Be prepared to refocus the business—radically, if necessary. Fast forward another year. iSuppli was starting to find its groove. We had 175 employees and a couple of demonstration engagements going with a handful of clients in locations around the world. We were moving millions of electronic parts a week. We were a 24/7 global operation. And our sophisticated supply chain management and information gathering processes, which we had exclusively developed, were reducing the volatility of the supply chains we managed.

Then we became a victim of our own success. Our largest, most sophisticated, and highest-profile client declared they were ready to commit to our platform globally if we would commit to investing in a global build out. But this was right after the dot-com bubble had burst and the $15 million dollars we needed to meet the client’s request was scarce. Our investors said they would somehow get the money we needed if the client would give us a multi-year contract with a minimum guaranteed payment that would at least cover our extra costs. But the client refused to even consider guarantees. They decided to go with our less sophisticated but better financed competitors. Unable to raise the money for a global build-out and with the defection of our highest-profile customer, we found our other supply chain management customers abandoning us.

Because Plan A rarely works out as expected, young companies should have plan B at the ready—and plan C, plan D, and so on, for that matter. My plan B was to focus on all the ways we helped our clients improve their supply chains that did not require deploying major global infrastructure.
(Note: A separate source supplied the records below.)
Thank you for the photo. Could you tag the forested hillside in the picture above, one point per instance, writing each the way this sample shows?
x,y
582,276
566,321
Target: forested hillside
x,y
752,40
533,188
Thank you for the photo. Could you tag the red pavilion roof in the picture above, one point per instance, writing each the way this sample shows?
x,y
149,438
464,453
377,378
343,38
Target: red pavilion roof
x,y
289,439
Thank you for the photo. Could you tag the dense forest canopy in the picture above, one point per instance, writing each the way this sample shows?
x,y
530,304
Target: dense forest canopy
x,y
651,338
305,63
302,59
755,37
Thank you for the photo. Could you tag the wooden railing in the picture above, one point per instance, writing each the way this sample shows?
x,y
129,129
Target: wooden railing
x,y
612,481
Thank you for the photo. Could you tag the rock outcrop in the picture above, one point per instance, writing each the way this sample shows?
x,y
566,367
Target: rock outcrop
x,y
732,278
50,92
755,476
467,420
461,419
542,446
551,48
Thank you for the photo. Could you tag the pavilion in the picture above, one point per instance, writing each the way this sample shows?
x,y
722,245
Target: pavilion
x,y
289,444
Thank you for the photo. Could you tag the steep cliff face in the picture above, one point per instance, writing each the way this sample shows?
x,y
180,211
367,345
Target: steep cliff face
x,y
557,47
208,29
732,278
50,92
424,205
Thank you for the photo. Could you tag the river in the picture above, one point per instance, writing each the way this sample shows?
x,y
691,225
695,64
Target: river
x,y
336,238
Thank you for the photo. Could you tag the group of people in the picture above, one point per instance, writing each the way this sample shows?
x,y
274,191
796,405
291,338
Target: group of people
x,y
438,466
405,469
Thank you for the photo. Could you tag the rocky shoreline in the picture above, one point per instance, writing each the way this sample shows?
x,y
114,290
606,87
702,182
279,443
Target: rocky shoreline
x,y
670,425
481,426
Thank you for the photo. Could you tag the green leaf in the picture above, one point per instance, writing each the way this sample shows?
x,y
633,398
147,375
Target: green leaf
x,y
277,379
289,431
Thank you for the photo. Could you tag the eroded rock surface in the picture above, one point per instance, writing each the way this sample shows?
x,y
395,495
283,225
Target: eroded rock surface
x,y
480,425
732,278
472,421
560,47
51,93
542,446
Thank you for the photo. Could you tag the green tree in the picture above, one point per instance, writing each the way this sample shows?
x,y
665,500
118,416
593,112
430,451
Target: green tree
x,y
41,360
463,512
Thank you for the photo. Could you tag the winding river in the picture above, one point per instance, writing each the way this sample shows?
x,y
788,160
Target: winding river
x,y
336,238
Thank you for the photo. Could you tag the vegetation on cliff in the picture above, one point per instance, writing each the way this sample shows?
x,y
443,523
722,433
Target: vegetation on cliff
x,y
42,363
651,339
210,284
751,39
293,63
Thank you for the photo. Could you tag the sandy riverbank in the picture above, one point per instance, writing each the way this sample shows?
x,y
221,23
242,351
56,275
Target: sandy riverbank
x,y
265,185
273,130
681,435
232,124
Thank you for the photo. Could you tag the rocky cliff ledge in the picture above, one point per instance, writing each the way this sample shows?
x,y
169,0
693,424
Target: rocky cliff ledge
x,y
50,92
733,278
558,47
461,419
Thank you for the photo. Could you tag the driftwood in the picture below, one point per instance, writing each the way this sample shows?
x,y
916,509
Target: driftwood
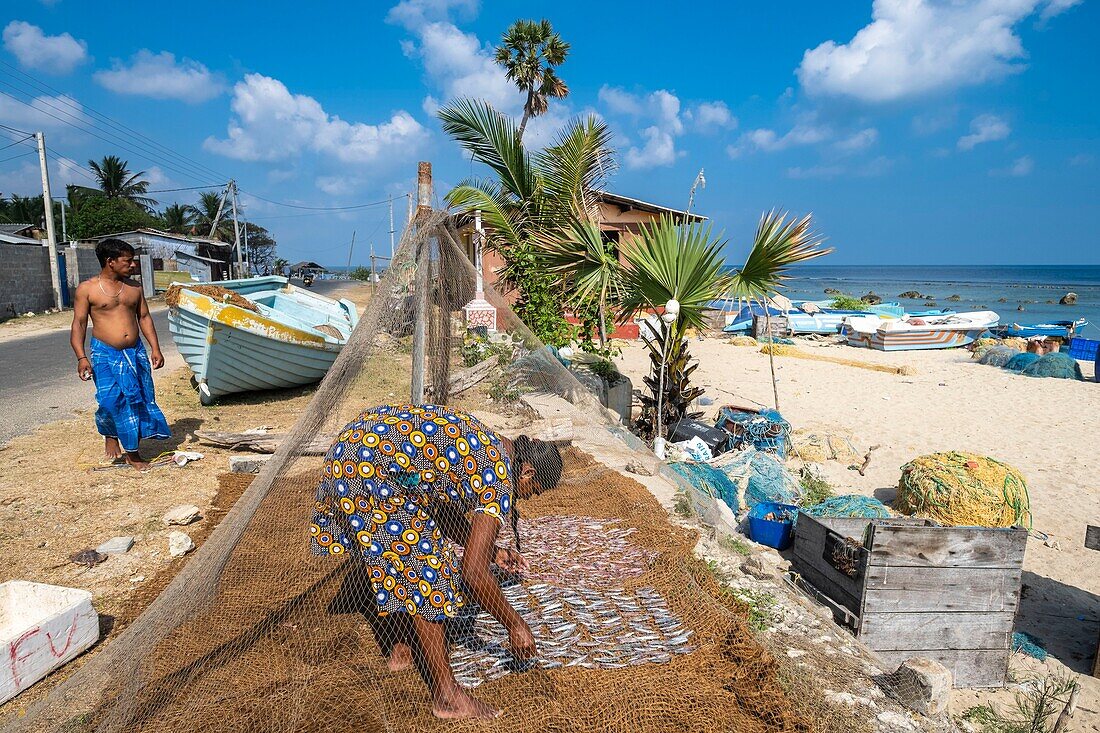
x,y
261,442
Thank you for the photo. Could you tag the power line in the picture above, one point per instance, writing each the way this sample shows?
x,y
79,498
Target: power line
x,y
18,141
92,131
30,152
63,97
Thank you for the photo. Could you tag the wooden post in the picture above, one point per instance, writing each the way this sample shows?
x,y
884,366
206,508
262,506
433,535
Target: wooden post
x,y
420,323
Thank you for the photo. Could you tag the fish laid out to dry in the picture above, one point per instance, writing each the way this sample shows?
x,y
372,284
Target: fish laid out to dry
x,y
596,628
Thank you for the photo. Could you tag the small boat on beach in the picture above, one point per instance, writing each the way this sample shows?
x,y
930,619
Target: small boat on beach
x,y
256,334
1060,328
913,332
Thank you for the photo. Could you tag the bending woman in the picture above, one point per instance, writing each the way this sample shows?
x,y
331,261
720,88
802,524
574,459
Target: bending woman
x,y
397,480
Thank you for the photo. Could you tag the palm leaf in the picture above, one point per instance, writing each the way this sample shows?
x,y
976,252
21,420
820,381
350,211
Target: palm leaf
x,y
778,245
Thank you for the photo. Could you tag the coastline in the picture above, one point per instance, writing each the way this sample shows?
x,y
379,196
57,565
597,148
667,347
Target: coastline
x,y
1045,427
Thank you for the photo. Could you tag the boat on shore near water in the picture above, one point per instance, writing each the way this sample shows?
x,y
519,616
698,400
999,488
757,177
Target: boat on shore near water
x,y
913,332
256,334
1060,328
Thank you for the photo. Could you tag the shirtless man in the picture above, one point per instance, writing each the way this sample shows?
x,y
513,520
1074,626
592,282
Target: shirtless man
x,y
118,361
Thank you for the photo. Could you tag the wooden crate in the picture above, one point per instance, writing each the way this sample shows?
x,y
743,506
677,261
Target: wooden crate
x,y
910,588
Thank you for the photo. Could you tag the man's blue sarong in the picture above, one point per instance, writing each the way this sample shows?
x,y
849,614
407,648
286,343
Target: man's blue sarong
x,y
124,392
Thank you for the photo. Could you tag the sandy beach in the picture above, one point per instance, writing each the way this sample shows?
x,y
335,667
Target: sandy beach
x,y
1047,428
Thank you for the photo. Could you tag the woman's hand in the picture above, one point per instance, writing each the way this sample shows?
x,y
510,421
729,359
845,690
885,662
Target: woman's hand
x,y
509,560
521,639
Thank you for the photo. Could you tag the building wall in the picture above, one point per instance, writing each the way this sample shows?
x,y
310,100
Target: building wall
x,y
24,280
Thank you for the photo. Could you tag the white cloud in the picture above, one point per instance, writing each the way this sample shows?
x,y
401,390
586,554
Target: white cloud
x,y
271,123
160,76
858,141
805,132
457,64
56,54
985,128
913,47
825,172
712,116
41,112
660,112
1020,167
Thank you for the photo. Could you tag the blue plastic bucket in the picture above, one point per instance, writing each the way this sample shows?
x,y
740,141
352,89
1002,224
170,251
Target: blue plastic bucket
x,y
769,532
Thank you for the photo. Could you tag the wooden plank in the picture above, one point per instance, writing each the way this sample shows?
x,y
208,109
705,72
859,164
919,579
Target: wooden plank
x,y
969,667
947,547
936,631
809,547
901,589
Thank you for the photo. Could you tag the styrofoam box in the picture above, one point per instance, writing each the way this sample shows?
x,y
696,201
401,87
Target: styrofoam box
x,y
41,628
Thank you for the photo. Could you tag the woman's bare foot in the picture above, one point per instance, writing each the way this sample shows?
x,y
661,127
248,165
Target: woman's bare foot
x,y
459,704
136,461
111,449
400,657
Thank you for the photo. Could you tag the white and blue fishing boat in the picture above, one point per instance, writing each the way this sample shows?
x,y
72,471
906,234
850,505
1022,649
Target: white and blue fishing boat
x,y
1060,328
283,337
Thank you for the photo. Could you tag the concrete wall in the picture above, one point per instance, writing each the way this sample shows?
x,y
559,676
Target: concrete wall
x,y
24,280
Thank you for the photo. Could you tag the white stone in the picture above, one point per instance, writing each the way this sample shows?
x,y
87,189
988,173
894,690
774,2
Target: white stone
x,y
922,685
890,718
44,626
183,514
179,544
116,546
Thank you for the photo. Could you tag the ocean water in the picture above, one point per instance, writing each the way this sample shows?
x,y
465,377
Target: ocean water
x,y
1035,288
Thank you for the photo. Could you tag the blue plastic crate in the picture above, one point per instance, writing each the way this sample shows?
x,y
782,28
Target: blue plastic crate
x,y
1084,349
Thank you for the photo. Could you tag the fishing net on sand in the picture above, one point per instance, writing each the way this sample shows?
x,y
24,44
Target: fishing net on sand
x,y
998,356
964,490
257,634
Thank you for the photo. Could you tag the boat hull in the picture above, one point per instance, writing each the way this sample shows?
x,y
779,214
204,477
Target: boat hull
x,y
913,340
232,350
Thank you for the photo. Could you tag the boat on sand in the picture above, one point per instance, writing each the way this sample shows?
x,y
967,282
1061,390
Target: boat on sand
x,y
256,334
913,332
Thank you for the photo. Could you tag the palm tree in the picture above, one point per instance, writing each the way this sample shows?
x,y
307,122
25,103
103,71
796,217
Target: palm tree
x,y
528,52
205,211
178,218
529,198
116,181
685,263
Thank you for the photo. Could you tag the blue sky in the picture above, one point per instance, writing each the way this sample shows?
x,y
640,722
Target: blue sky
x,y
916,131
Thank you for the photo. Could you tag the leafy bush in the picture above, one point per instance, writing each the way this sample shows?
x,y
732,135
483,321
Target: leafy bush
x,y
848,303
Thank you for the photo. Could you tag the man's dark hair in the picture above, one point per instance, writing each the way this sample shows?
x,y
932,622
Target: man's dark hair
x,y
112,249
545,458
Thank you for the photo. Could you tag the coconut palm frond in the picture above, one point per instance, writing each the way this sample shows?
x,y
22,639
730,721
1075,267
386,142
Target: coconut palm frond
x,y
667,261
778,245
575,166
492,139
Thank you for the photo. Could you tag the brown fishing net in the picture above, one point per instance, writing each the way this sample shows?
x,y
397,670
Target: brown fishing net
x,y
257,634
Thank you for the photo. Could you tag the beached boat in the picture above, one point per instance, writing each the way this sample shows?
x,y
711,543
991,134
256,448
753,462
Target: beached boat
x,y
279,336
1060,328
912,332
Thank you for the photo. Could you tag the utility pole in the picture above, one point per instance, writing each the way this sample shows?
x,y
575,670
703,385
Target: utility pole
x,y
47,203
237,231
391,229
351,249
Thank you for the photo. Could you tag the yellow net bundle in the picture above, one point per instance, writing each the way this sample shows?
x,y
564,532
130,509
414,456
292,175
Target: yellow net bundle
x,y
964,490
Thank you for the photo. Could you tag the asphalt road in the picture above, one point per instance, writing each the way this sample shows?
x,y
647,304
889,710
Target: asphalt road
x,y
39,382
37,374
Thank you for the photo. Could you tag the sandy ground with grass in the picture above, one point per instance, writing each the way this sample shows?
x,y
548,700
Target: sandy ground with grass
x,y
1047,428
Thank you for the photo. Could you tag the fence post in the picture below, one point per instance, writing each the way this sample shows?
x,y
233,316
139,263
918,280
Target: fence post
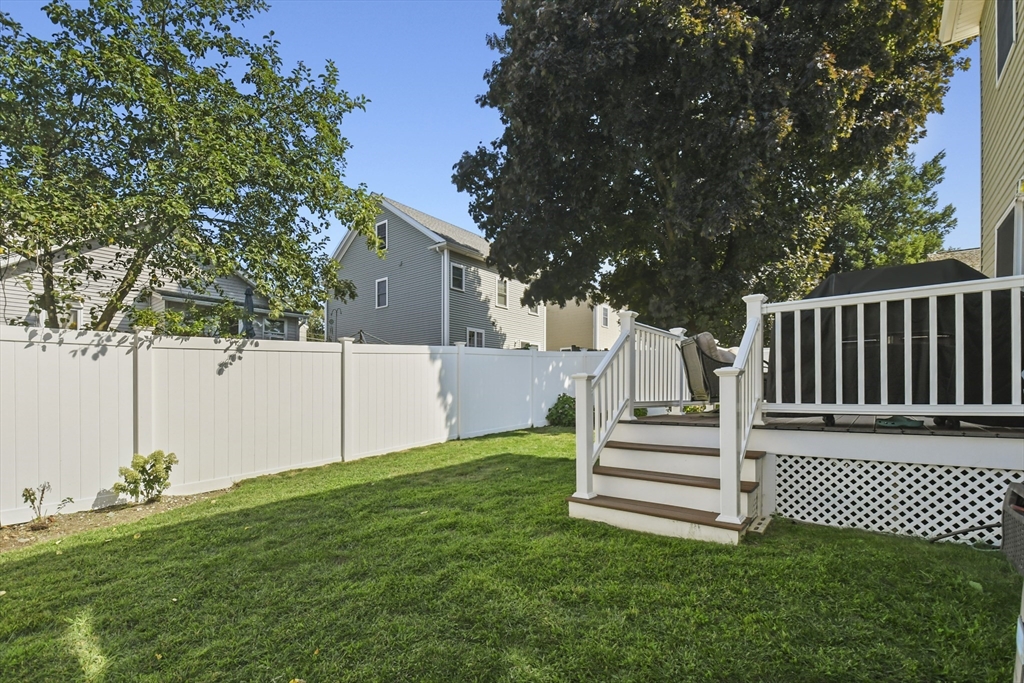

We had created world-class data collection and information analysis teams who had in turn created unique and valuable data subscription services that our clients did not want to see go away. It was exactly the information I had wanted at International Rectifier, information that nobody could yet provide about inventories, capacities and how many products of which type were being used by which customer. Such information, when combined with iSuppli’s supply chain management software and processes, helped us manage supply chains better than any customer could. Up and down the supply chain everyone wanted this information. We had already started selling our data and information independently of our supply chain services while we proved out the other aspects of our business model. Those data and information services represented about one-third of the revenue we were earning at the time of this calamity.

So when I couldn’t find funding, I decided to shift iSuppli into being a “market intelligence provider” to the electronics world. But it required laying off three-quarters of iSuppli’s employees. I had been up front with all employees throughout the crisis, providing weekly updates on the search for funding and talking candidly with employees who came by my office seeking the latest news. When all was said and done, nobody was surprised by the layoffs. More importantly, not a single person critical to maintaining our data collection and information business lost confidence in iSuppli and left the company.

There were other crises to come—including one where I was compelled to forgo my salary, take a second mortgage on my house, loan the company money from my savings to tide it over, and eventually come up with a complex loan participation plan with investors to keep iSuppli afloat. We continued to grow quickly and we used the loans to finish building out several valuable new data services that further accelerated our growth. The loan package not only saved the company, but worked out well for everyone—investors, employees with generous stock options, and me when iSuppli was sold a few years later for $100 million. The overarching lesson: Don’t retreat, don’t surrender.